Je tiens à saluer le courage des femmes maliennes, centrafricaines ou congolaises qui sont souvent les premières victimes des conflits et des violences.
Je sais que dans de nombreux pays, dont certains sont parmi nous aujourd'hui, la protection des femmes contre les violences sexuelles se renforce. Il s'agit de mettre fin à des règles que la tradition ou la coutume a longtemps justifié mais qui n'assurent pas aux femmes une protection digne d'un Etat de droit. Il s'agit de garantir un droit humain élémentaire. Le droit à l'intégrité corporelle et à la dignité.
La mobilisation de tous a en effet permis l'adoption par consensus, contrairement à la session précédente, de conclusions ambitieuses aux Nations Unies il y a quelques jours.
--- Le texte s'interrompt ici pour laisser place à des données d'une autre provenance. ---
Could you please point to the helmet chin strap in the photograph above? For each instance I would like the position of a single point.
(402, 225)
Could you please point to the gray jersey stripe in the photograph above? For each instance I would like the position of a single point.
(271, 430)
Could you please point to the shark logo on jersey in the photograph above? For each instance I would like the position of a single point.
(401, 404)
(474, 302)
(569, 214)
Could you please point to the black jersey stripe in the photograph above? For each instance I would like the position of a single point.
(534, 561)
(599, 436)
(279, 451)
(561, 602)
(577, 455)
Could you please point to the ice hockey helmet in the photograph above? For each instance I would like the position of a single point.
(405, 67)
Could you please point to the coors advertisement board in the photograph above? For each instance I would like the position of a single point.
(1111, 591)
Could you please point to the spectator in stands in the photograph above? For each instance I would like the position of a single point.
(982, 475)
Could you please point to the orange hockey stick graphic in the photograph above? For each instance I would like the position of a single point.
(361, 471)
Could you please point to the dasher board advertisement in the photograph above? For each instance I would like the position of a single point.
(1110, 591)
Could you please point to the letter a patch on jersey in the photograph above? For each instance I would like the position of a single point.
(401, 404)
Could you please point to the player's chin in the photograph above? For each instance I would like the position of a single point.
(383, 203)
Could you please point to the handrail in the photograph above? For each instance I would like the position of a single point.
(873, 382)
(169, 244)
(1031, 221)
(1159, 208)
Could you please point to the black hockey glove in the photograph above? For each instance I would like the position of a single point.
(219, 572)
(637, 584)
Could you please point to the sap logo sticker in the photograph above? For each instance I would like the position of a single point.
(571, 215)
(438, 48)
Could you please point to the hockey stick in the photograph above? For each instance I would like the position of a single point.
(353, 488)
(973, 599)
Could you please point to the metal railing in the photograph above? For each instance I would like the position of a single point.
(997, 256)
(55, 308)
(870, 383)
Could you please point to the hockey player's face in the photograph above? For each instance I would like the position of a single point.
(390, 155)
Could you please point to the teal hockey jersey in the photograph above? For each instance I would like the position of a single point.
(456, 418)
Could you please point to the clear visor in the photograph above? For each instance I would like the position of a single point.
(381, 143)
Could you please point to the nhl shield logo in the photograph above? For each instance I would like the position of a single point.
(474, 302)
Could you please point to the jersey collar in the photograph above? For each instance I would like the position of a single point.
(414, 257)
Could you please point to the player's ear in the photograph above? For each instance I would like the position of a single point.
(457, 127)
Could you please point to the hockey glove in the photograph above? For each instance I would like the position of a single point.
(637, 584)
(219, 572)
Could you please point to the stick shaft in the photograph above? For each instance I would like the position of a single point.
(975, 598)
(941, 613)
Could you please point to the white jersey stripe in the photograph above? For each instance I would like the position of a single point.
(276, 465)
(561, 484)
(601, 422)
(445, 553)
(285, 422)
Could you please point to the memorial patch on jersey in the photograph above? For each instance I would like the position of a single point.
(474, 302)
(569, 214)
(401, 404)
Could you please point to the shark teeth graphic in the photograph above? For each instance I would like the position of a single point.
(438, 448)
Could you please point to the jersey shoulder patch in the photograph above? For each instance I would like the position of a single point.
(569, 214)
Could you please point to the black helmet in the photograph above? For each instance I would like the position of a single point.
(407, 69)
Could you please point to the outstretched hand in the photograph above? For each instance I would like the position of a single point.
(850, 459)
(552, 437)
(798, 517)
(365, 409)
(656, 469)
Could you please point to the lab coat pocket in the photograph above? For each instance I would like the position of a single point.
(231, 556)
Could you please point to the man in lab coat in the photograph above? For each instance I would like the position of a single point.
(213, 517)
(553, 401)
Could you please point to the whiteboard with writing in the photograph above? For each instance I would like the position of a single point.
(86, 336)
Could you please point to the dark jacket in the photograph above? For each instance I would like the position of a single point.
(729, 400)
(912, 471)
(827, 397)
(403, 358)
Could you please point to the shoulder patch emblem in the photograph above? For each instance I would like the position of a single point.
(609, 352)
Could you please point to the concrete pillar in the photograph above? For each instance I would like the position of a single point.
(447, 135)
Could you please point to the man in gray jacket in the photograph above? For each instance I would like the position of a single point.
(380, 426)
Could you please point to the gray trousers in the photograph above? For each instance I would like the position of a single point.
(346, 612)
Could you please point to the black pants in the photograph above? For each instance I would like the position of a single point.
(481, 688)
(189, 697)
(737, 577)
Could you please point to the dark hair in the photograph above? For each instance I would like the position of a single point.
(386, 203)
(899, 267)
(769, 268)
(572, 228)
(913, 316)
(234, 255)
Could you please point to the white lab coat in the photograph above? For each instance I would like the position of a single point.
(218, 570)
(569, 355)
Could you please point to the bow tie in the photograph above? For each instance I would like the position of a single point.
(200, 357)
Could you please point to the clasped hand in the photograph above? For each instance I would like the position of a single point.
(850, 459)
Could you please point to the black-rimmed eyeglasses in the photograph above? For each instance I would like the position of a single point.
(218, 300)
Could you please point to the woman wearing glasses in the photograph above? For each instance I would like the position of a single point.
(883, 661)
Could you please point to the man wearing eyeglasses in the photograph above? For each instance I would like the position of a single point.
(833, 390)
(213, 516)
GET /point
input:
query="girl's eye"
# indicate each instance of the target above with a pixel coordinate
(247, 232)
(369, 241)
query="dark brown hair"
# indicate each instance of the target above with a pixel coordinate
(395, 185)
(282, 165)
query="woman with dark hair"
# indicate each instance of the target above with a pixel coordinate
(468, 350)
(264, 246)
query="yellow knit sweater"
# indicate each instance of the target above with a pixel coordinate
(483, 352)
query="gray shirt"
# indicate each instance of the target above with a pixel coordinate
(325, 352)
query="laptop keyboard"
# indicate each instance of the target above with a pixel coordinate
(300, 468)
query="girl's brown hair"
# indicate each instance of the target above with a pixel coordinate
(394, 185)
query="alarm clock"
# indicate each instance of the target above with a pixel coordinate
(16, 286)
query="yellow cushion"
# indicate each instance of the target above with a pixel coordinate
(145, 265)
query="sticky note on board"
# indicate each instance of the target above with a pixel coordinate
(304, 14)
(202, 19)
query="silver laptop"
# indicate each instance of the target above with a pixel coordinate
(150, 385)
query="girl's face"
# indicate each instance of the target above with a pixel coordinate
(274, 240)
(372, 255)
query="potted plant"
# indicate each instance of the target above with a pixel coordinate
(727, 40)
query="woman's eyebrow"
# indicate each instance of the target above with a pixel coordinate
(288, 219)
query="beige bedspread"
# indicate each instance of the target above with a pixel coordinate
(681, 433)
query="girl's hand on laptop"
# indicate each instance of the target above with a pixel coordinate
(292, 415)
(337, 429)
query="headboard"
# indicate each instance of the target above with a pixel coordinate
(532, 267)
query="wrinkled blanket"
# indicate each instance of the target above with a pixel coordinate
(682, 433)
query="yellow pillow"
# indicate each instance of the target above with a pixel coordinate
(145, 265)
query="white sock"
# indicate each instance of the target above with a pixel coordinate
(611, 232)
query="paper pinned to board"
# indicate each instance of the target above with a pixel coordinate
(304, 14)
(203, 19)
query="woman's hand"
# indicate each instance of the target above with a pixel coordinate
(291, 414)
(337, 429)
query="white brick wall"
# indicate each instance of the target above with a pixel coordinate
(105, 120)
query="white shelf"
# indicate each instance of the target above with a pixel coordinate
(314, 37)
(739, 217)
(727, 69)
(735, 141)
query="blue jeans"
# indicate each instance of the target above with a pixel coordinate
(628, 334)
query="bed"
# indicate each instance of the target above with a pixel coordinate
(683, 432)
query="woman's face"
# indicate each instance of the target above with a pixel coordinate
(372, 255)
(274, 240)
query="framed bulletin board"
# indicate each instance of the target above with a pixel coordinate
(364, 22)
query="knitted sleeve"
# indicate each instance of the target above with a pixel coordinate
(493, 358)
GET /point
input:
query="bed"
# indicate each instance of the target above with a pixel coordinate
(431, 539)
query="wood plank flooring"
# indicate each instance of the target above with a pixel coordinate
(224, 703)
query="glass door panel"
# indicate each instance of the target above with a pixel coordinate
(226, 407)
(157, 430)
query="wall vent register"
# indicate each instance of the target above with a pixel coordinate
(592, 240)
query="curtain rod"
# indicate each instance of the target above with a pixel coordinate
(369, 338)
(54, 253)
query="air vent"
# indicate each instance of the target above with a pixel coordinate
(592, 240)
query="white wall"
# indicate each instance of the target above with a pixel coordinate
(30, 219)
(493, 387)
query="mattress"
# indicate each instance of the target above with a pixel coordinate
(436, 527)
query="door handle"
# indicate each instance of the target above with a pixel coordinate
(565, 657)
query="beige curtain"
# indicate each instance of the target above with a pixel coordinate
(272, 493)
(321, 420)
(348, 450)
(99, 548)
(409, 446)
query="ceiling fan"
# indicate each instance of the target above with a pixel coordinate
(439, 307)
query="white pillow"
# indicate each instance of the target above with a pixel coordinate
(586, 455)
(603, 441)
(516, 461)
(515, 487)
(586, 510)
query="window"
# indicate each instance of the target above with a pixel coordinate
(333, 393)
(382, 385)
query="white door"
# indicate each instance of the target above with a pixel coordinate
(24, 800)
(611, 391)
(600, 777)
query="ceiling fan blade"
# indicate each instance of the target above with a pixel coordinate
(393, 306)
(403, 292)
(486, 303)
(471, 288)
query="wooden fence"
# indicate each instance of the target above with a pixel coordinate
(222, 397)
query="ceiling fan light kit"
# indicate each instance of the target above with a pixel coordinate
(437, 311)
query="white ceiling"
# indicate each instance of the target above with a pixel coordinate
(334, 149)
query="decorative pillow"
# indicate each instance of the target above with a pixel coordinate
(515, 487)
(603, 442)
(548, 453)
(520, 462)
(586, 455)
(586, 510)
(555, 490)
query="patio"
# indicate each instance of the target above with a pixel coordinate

Nous nous sommes entendus pour condamner de manière unanime les violences faites aux femmes et aux filles sous toutes leurs formes et listant des engagements précis et concrets pour la prévention, la protection et la répression de ces violences.
Sur ce sujet, nous pouvons faire davantage. Nous devons faire davantage. Les droits humains sont les plus clairs et les plus évidents qui soient. Au sein du Conseil de l'Europe, nous l'avons fait dans le cadre de la convention d'Istanbul que la France ratifiera cette année. Son article 36 prévoit que les Etats signataires prennent les mesures législatives nécessaires pour protéger les femmes pénalement contre le viol. Il définit ce qu'est le consentement et par conséquent ce qu'il n'est pas. Un élément qui nous semble essentiel est que ces dispositions s'appliquent également à des actes commis contre les anciens ou actuels conjoints ou partenaires.
Je voudrais appeler chacun des pays ici présent, au nom de notre communauté de valeur, à ratifier ce texte qui leur est ouvert. La France procédera à cette ratification dès cette année.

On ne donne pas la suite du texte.